RIYADH: Saudi Arabia has made notable progress in the 2025 Global Intellectual Property Index, with its score rising by 17.5 percent, placing it among the fastest-improving economies out of the 55 countries evaluated.

According to the 13th edition of the index, published by the US Chamber of Commerce, the Kingdom now ranks 40th globally—a reflection of the substantial reforms driven by its Vision 2030 strategy. These reforms aim to enhance intellectual property protection, foster innovation, and support the growth of a knowledge-based economy.

Since 2019, Saudi Arabia’s overall score has increased from 36.6 percent to 53.7 percent in 2025, marking a cumulative improvement of over 40 percent in just six years.

This progress stems from a comprehensive transformation of the nation’s IP ecosystem, including the strengthening of legal frameworks and enforcement mechanisms.

Key milestones noted in the report include the extension of design protection from 10 to 15 years, the establishment of a specialized prosecution office for IP-related cases, and the launch of advanced online enforcement tools for copyrights and trademarks.

These developments highlight Saudi Arabia’s growing institutional capacity and ongoing regulatory modernization, led by the Saudi Authority for Intellectual Property.

The report also highlighted significant advancements in public awareness initiatives, inter-agency collaboration, and Saudi Arabia’s accession to key international intellectual property treaties. These developments have helped align the Kingdom’s IP framework more closely with global standards.

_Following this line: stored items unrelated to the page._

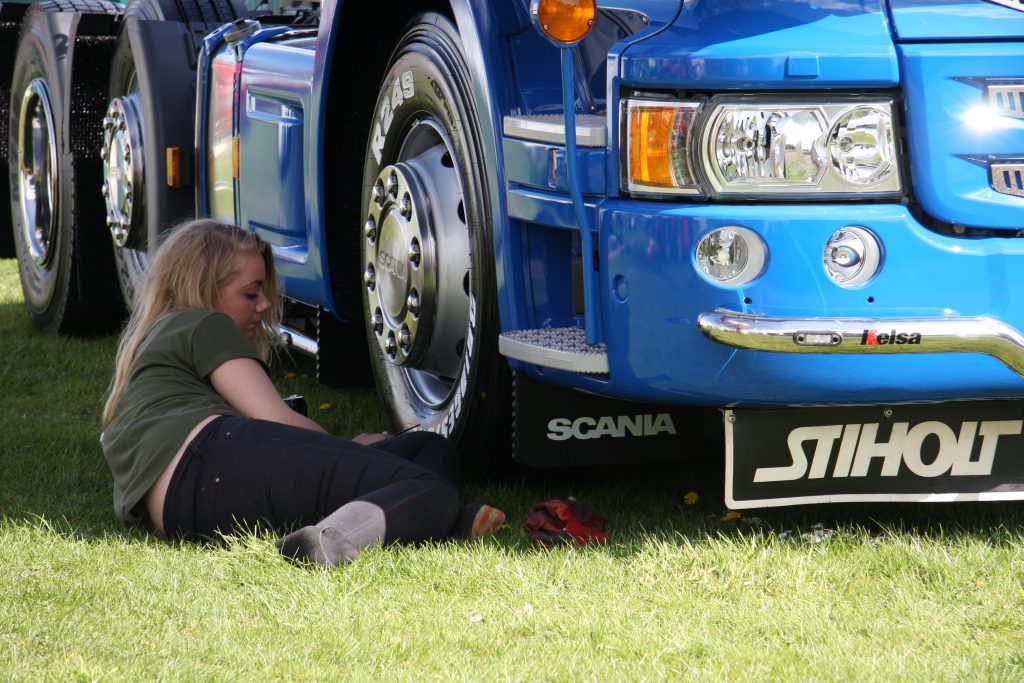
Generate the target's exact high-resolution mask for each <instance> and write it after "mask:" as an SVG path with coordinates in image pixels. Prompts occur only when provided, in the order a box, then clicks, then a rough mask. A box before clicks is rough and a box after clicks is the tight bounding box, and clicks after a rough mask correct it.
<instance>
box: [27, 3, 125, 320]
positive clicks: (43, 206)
mask: <svg viewBox="0 0 1024 683" xmlns="http://www.w3.org/2000/svg"><path fill="white" fill-rule="evenodd" d="M120 11H121V10H120V8H119V7H117V6H116V5H113V4H111V3H108V2H102V1H101V0H84V1H79V0H61V1H59V2H45V3H40V4H38V5H34V6H33V7H31V8H30V9H28V10H27V12H26V15H25V20H24V24H23V27H22V32H20V36H19V38H18V46H17V53H16V56H15V59H14V69H13V72H12V75H11V88H10V106H9V110H8V138H7V143H8V159H9V160H10V164H9V169H8V178H9V190H10V210H11V228H12V233H13V238H14V247H15V252H16V256H17V261H18V269H19V273H20V278H22V289H23V291H24V293H25V304H26V307H27V308H28V311H29V314H30V316H31V317H32V319H33V322H34V323H35V324H36V326H37V327H39V328H40V329H41V330H43V331H46V332H52V333H58V334H92V333H103V332H110V331H113V330H115V329H116V328H117V327H118V325H119V324H120V322H121V319H122V316H123V313H124V305H123V302H122V300H121V297H120V293H119V291H118V288H117V285H116V280H115V274H114V261H113V258H112V255H111V253H110V250H109V249H108V248H105V246H103V245H102V242H103V240H102V233H101V232H97V231H96V228H97V226H101V225H102V221H103V210H102V202H100V201H99V180H98V178H99V175H100V166H99V139H100V135H99V134H98V132H97V131H98V129H99V120H100V117H101V115H102V109H103V101H104V99H105V92H104V88H103V80H104V77H105V66H103V63H102V62H103V59H104V58H106V59H109V57H110V50H111V47H112V44H113V42H112V39H111V38H110V36H109V35H104V34H103V31H104V30H106V31H109V32H111V33H113V26H114V18H115V17H116V16H117V15H118V14H120ZM91 19H99V20H98V22H93V20H91ZM104 22H105V23H104ZM87 25H90V29H89V31H88V32H85V31H83V27H85V26H87ZM98 25H102V26H98ZM80 33H82V37H81V40H80V39H79V38H80V35H79V34H80ZM86 33H88V35H86ZM97 67H98V69H97ZM100 74H101V75H100ZM73 81H74V83H73ZM97 245H100V247H99V248H97Z"/></svg>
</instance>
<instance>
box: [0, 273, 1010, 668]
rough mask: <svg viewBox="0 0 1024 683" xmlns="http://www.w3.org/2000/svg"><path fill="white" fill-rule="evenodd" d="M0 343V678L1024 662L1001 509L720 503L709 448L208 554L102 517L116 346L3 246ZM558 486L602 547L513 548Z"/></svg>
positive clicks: (942, 506) (108, 480)
mask: <svg viewBox="0 0 1024 683" xmlns="http://www.w3.org/2000/svg"><path fill="white" fill-rule="evenodd" d="M0 345H2V354H0V387H2V389H0V391H2V407H3V408H2V412H0V426H2V439H0V483H2V485H0V605H2V607H0V678H3V679H15V680H31V681H36V680H76V679H77V680H109V681H121V680H161V679H167V680H179V679H180V680H211V681H212V680H216V681H223V680H239V681H253V680H264V679H271V680H289V681H291V680H327V681H336V680H350V679H356V680H360V679H361V680H377V679H385V680H416V681H419V680H440V679H458V680H479V681H488V680H495V679H498V680H502V679H510V680H527V681H535V680H556V681H570V680H572V681H574V680H581V679H582V680H602V681H603V680H648V679H684V680H718V679H729V680H751V681H761V680H779V681H791V680H821V679H824V680H877V681H893V680H921V681H940V680H965V679H978V680H1022V679H1024V583H1022V575H1024V523H1022V521H1024V517H1022V514H1021V506H1019V505H1011V504H985V505H982V504H963V505H957V506H923V505H902V506H895V505H891V506H857V507H854V506H818V507H805V508H794V509H788V510H785V509H782V510H778V509H773V510H769V511H761V512H756V513H745V514H744V516H743V517H740V518H738V519H731V518H729V517H726V518H723V516H724V514H725V510H724V509H723V507H722V502H721V501H722V495H721V487H722V482H721V475H720V474H718V475H717V476H716V471H717V468H716V467H715V466H714V464H715V463H716V462H717V461H716V460H715V459H717V458H718V456H717V455H716V454H714V453H711V452H708V453H703V452H698V453H694V454H691V455H692V456H693V459H694V462H695V463H696V465H701V464H703V466H694V462H691V463H689V464H686V463H684V464H681V465H676V466H672V467H670V468H666V467H660V468H652V467H646V468H632V469H626V468H616V469H604V470H600V471H594V472H581V473H575V474H572V475H566V474H564V473H562V474H560V475H559V476H558V477H556V478H549V479H548V481H547V482H539V481H538V480H535V479H531V480H530V482H529V483H514V484H506V485H501V486H498V485H492V484H482V483H477V484H474V485H470V486H469V489H468V492H467V493H468V496H469V497H470V498H472V499H478V500H485V501H487V502H493V503H495V504H497V505H499V506H501V507H503V508H504V509H505V510H506V511H507V512H508V513H509V517H510V520H511V522H512V523H511V525H510V526H511V527H510V528H509V529H506V530H504V531H502V532H500V533H499V535H497V536H496V537H495V538H492V539H487V540H484V541H480V542H473V543H446V544H440V545H429V546H424V547H417V548H410V547H393V548H385V549H376V550H372V551H368V552H366V553H365V554H364V555H362V557H360V558H359V560H358V561H357V562H355V563H354V564H353V565H351V566H348V567H344V568H341V569H337V570H332V571H323V570H317V569H311V568H300V567H295V566H293V565H291V564H289V563H287V562H285V561H284V560H283V559H282V558H281V557H280V556H279V555H278V554H276V552H275V551H274V549H273V546H272V543H271V542H272V539H271V538H269V537H245V538H241V539H236V540H232V541H230V542H228V543H227V544H225V545H223V546H217V547H204V546H191V545H182V544H168V543H164V542H161V541H159V540H157V539H155V538H153V537H150V536H148V535H147V533H145V532H144V531H141V530H138V529H131V528H125V527H123V526H121V525H120V523H119V522H118V521H117V520H116V519H115V517H114V513H113V504H112V482H111V477H110V473H109V471H108V470H106V466H105V463H104V462H103V458H102V454H101V452H100V450H99V443H98V432H99V412H100V407H101V403H102V400H103V394H104V391H105V389H106V386H108V382H109V380H110V375H111V372H112V369H113V362H114V352H115V340H114V339H113V338H102V339H91V340H82V339H57V338H54V337H49V336H45V335H40V334H38V333H37V332H35V330H34V329H33V327H32V325H31V323H30V321H29V318H28V315H27V313H26V312H25V309H24V305H23V303H22V294H20V289H19V286H18V283H17V272H16V267H15V264H14V262H13V261H10V260H5V261H0ZM280 366H281V367H279V368H276V369H275V372H274V381H275V382H276V383H278V385H279V388H280V389H281V390H282V391H283V392H287V393H292V392H297V393H303V394H305V395H306V396H307V399H308V402H309V405H310V408H311V414H312V416H313V417H314V418H316V419H317V420H319V421H321V422H322V423H323V424H324V425H325V426H326V427H328V428H329V429H331V430H333V431H336V432H338V433H342V434H352V433H355V432H359V431H369V430H377V429H381V428H383V423H382V420H381V417H380V414H379V411H378V408H377V402H376V397H375V396H374V394H373V393H372V392H370V391H347V392H339V391H334V390H329V389H326V388H324V387H319V386H316V385H315V383H313V382H312V381H311V380H310V379H309V376H310V373H311V370H310V366H309V364H308V362H307V361H306V360H304V359H302V358H296V359H294V360H293V361H288V362H282V364H280ZM322 404H323V405H324V410H321V407H322ZM691 490H693V492H696V493H697V494H699V496H700V500H699V501H697V502H696V504H695V505H685V504H684V499H683V497H684V495H685V494H686V493H688V492H691ZM566 496H577V497H579V498H581V499H584V500H587V501H590V502H592V503H594V504H595V505H596V506H597V507H598V509H599V510H600V511H601V512H602V513H603V514H604V515H605V516H606V517H608V519H609V522H608V524H607V529H608V530H609V531H610V533H611V542H610V543H609V544H608V545H606V546H602V547H586V548H558V549H554V550H550V551H545V550H539V549H537V548H534V547H532V546H531V545H530V543H529V541H528V539H527V538H526V536H525V533H524V532H523V531H522V528H521V526H522V521H523V519H524V518H525V515H526V512H527V511H528V509H529V507H530V505H531V504H532V503H535V502H538V501H541V500H545V499H547V498H556V497H557V498H563V497H566Z"/></svg>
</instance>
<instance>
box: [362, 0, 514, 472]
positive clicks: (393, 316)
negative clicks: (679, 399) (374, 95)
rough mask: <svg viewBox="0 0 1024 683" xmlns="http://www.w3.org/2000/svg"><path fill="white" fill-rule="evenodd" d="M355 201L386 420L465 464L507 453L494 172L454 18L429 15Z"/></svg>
mask: <svg viewBox="0 0 1024 683" xmlns="http://www.w3.org/2000/svg"><path fill="white" fill-rule="evenodd" d="M362 179H364V182H362V186H364V187H365V188H366V190H365V193H364V197H362V202H361V210H362V213H361V216H362V218H361V220H362V221H365V222H364V226H362V234H361V240H360V243H361V250H360V253H361V254H362V263H361V265H362V268H364V269H365V275H364V278H365V281H364V282H365V287H364V310H365V316H366V324H367V336H368V340H369V346H370V354H371V365H372V366H373V369H374V375H375V381H376V384H377V390H378V393H379V395H380V397H381V401H382V403H383V405H384V409H385V412H386V413H387V417H388V419H389V421H390V425H391V428H392V429H395V430H397V429H406V428H410V427H414V426H416V427H418V428H419V429H422V430H430V431H434V432H438V433H440V434H442V435H444V436H447V437H450V438H452V439H453V440H454V441H455V442H456V444H457V446H458V447H459V451H460V453H461V455H462V458H463V462H464V464H465V465H466V466H468V467H469V468H471V469H475V470H477V471H481V472H488V471H489V472H493V471H496V470H500V469H502V464H503V463H504V462H507V461H508V458H509V457H510V453H511V450H510V441H511V418H510V410H509V407H510V396H511V388H510V387H511V381H510V373H509V370H508V366H507V365H506V362H505V360H504V358H502V356H501V355H499V353H498V332H499V319H498V304H497V293H496V284H495V257H494V243H493V241H492V230H490V208H489V204H488V194H487V177H486V171H485V165H484V159H483V148H482V141H481V136H480V125H479V120H478V116H477V113H476V111H475V110H474V106H473V99H472V90H471V83H470V77H469V71H468V69H467V67H466V59H465V57H464V55H463V51H462V45H461V42H460V40H459V35H458V33H457V31H456V29H455V27H454V26H453V25H452V23H451V22H450V20H449V19H447V18H446V17H444V16H441V15H439V14H434V13H427V14H422V15H420V16H419V17H417V19H415V20H414V23H413V24H411V28H410V30H409V31H408V32H407V33H406V34H404V36H403V37H402V38H401V40H400V41H399V42H398V46H397V48H396V49H395V51H394V53H393V54H392V57H391V60H390V63H389V67H388V69H387V71H386V75H385V77H384V81H383V85H382V86H381V88H380V92H379V94H378V97H377V102H376V105H375V108H374V118H373V122H372V124H371V131H370V136H369V141H368V146H367V154H366V163H365V166H364V174H362Z"/></svg>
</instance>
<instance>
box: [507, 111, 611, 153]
mask: <svg viewBox="0 0 1024 683" xmlns="http://www.w3.org/2000/svg"><path fill="white" fill-rule="evenodd" d="M502 129H503V130H504V131H505V134H506V135H508V136H509V137H518V138H521V139H524V140H532V141H535V142H549V143H552V144H565V117H563V116H562V115H561V114H535V115H530V116H507V117H505V122H504V124H503V126H502ZM577 146H581V147H606V146H608V131H607V128H605V119H604V116H603V115H597V114H578V115H577Z"/></svg>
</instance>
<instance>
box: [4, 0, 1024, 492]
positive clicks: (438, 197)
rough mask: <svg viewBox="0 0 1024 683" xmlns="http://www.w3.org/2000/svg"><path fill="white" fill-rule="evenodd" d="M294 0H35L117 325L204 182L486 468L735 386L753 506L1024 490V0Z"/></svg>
mask: <svg viewBox="0 0 1024 683" xmlns="http://www.w3.org/2000/svg"><path fill="white" fill-rule="evenodd" d="M272 4H274V5H275V9H274V12H273V13H271V12H269V11H268V10H266V7H267V5H266V4H265V3H264V4H259V5H257V3H255V2H250V3H248V6H247V5H246V4H244V3H243V2H241V1H239V0H173V1H172V0H128V2H127V3H126V4H124V5H121V4H111V3H106V2H104V1H103V0H60V2H46V3H38V4H36V5H33V6H32V7H31V8H29V9H25V8H24V7H22V8H20V9H12V8H11V6H9V5H8V4H6V3H5V4H4V5H3V7H2V9H3V11H4V12H5V13H6V14H7V18H8V22H7V23H3V22H0V30H7V29H3V27H9V26H17V27H19V28H18V29H17V31H16V33H17V34H18V35H17V54H16V57H15V58H14V59H13V60H12V62H11V63H9V65H0V70H2V72H3V73H9V74H10V75H11V78H10V83H11V89H10V92H11V95H10V100H9V102H8V106H9V113H8V121H9V122H10V126H9V129H10V135H9V137H8V142H7V144H8V154H7V156H6V161H5V162H2V161H0V163H6V164H8V166H9V170H10V173H8V177H9V178H10V183H9V187H8V188H9V193H10V203H11V212H10V218H11V222H12V229H11V230H9V231H8V232H9V233H10V234H11V236H12V242H11V245H10V248H11V251H12V253H14V254H16V257H17V259H18V265H19V269H20V273H22V281H23V287H24V289H25V292H26V304H27V307H28V309H29V313H30V315H31V316H32V317H33V319H34V321H35V322H36V323H37V324H38V325H39V326H40V327H41V328H43V329H46V330H50V331H54V332H59V333H78V332H85V331H91V330H96V329H104V328H105V329H110V328H112V327H116V326H117V323H118V312H119V311H120V310H121V309H122V308H123V305H124V301H125V300H129V301H130V298H131V296H132V293H133V292H134V290H135V289H136V287H137V286H138V284H139V283H140V282H141V278H142V275H143V274H144V272H145V267H146V263H147V255H148V254H150V252H151V250H152V249H153V248H154V247H156V245H158V244H159V243H160V241H161V239H162V238H163V236H164V233H165V230H166V229H168V227H169V226H171V225H173V224H174V223H175V222H176V221H177V220H179V219H181V218H184V217H187V216H189V215H193V214H194V213H199V214H201V215H207V216H213V217H217V218H220V219H223V220H227V221H231V222H236V223H238V224H240V225H242V226H244V227H246V228H247V229H250V230H253V231H256V232H258V233H259V234H261V236H262V237H263V238H264V239H265V240H266V241H267V242H269V243H270V244H271V245H272V247H273V250H274V255H275V259H276V263H278V270H279V272H280V273H281V274H282V276H283V283H282V284H283V288H284V291H285V294H286V296H287V299H288V307H289V317H288V322H287V324H286V326H285V327H284V328H283V330H282V333H283V336H284V338H285V339H287V340H288V341H289V342H290V343H291V344H292V345H293V346H294V347H295V348H298V349H300V350H302V351H304V352H307V353H310V354H312V355H313V356H315V358H316V364H317V376H318V377H319V379H321V380H322V381H324V382H326V383H330V384H335V385H358V384H360V383H374V384H375V385H376V387H377V390H378V394H379V395H380V398H381V402H382V404H383V407H384V409H385V412H386V415H387V418H388V420H389V422H390V429H391V431H398V430H400V429H403V428H407V427H410V426H412V425H417V428H418V429H425V430H432V431H435V432H438V433H441V434H444V435H445V436H447V437H450V438H452V439H454V440H455V441H456V442H457V444H458V445H459V449H460V451H461V453H462V454H463V456H464V458H465V460H466V463H467V465H469V466H471V467H474V468H476V469H484V470H487V469H489V470H499V471H500V470H502V469H503V467H505V466H506V464H507V463H509V462H511V461H513V460H514V461H518V462H519V463H522V464H526V465H530V466H540V467H543V466H552V465H563V464H573V465H585V464H596V463H607V462H634V461H640V460H669V459H678V458H683V457H686V456H688V455H697V454H699V456H700V457H707V455H706V454H708V453H709V451H708V449H707V447H702V446H701V447H695V446H694V443H695V442H698V441H700V440H701V438H700V436H701V434H702V432H703V430H705V425H702V423H701V420H702V419H703V418H706V417H707V416H712V417H713V419H714V420H715V421H716V422H715V423H714V425H713V427H714V432H715V433H716V434H717V436H719V437H724V439H725V441H726V444H727V447H726V450H725V451H726V452H725V458H726V465H727V469H728V471H729V476H728V477H727V480H726V490H727V494H728V499H729V502H730V504H732V505H735V506H737V507H750V506H754V505H779V504H798V503H805V502H819V501H857V500H867V501H871V500H962V499H965V498H974V499H979V500H991V499H1016V498H1024V488H1022V487H1021V485H1020V483H1021V473H1020V471H1019V468H1018V465H1017V463H1018V461H1020V460H1021V459H1022V458H1024V456H1022V455H1021V453H1022V445H1021V438H1022V436H1021V434H1020V431H1019V430H1017V431H1015V429H1017V428H1016V426H1015V425H1018V424H1019V422H1020V421H1021V420H1022V419H1024V416H1022V415H1021V414H1020V411H1019V409H1020V405H1021V402H1022V401H1024V334H1022V331H1024V281H1022V278H1021V276H1020V273H1024V185H1022V180H1021V178H1022V169H1024V115H1022V112H1024V11H1022V6H1021V5H1020V3H1017V2H1004V1H1002V0H999V1H994V0H933V1H932V2H930V3H929V4H928V5H927V6H923V5H922V4H921V3H920V2H916V1H913V0H868V1H867V2H860V3H855V4H850V3H820V2H811V1H810V0H772V1H770V2H765V3H755V4H740V3H735V2H728V1H726V2H703V1H695V2H690V1H686V2H683V1H682V0H615V1H613V2H608V3H603V4H602V5H601V6H597V5H596V4H595V3H594V2H593V0H534V1H530V0H442V1H441V2H439V3H422V4H421V3H416V2H413V3H399V4H398V5H395V6H393V7H388V11H386V12H384V11H382V10H381V7H380V4H379V3H374V2H371V1H370V0H344V1H341V0H324V1H323V2H310V1H308V0H302V1H297V0H295V1H292V0H289V1H286V2H282V3H272ZM428 4H429V7H428V6H427V5H428ZM276 5H280V7H278V6H276ZM11 12H14V13H16V14H17V16H16V17H15V18H16V20H13V23H12V20H10V19H11V14H10V13H11ZM10 38H11V40H12V41H13V39H14V36H10ZM54 45H67V47H68V49H67V51H63V52H60V53H59V54H57V53H56V52H54V51H53V48H52V46H54ZM86 112H92V113H94V119H93V121H92V123H89V124H88V125H86V124H85V123H82V122H85V121H88V116H86V115H85V114H79V113H86ZM71 113H76V114H75V116H71ZM97 225H98V226H100V227H99V228H97V227H96V226H97ZM2 249H3V245H2V244H0V250H2ZM886 411H889V412H891V413H892V416H893V417H891V418H890V417H888V416H886ZM989 466H990V467H989Z"/></svg>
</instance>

Notably, Saudi Arabia achieved higher scores in enforcement, international treaty participation, and the efficiency of its copyright enforcement system. These improvements reinforce the Kingdom’s ambition to become a regional and global center for innovation and creativity.

By fostering a more transparent and dependable intellectual property environment, Saudi Arabia is attracting increased foreign investment while also empowering local entrepreneurs to develop innovative ideas, products, and technologies.

The US Chamber of Commerce commended the Kingdom’s efforts to institutionalize intellectual property rights as a core component of its economic diversification strategy, positioning Saudi Arabia as a model among emerging markets.

Meanwhile, the UAE also performed strongly in the 2025 index, ranking 26th globally with an overall score of 60.66 percent. The UAE was praised for its robust patent and trademark protections, consistent judicial enforcement, and strong commitment to digital transformation.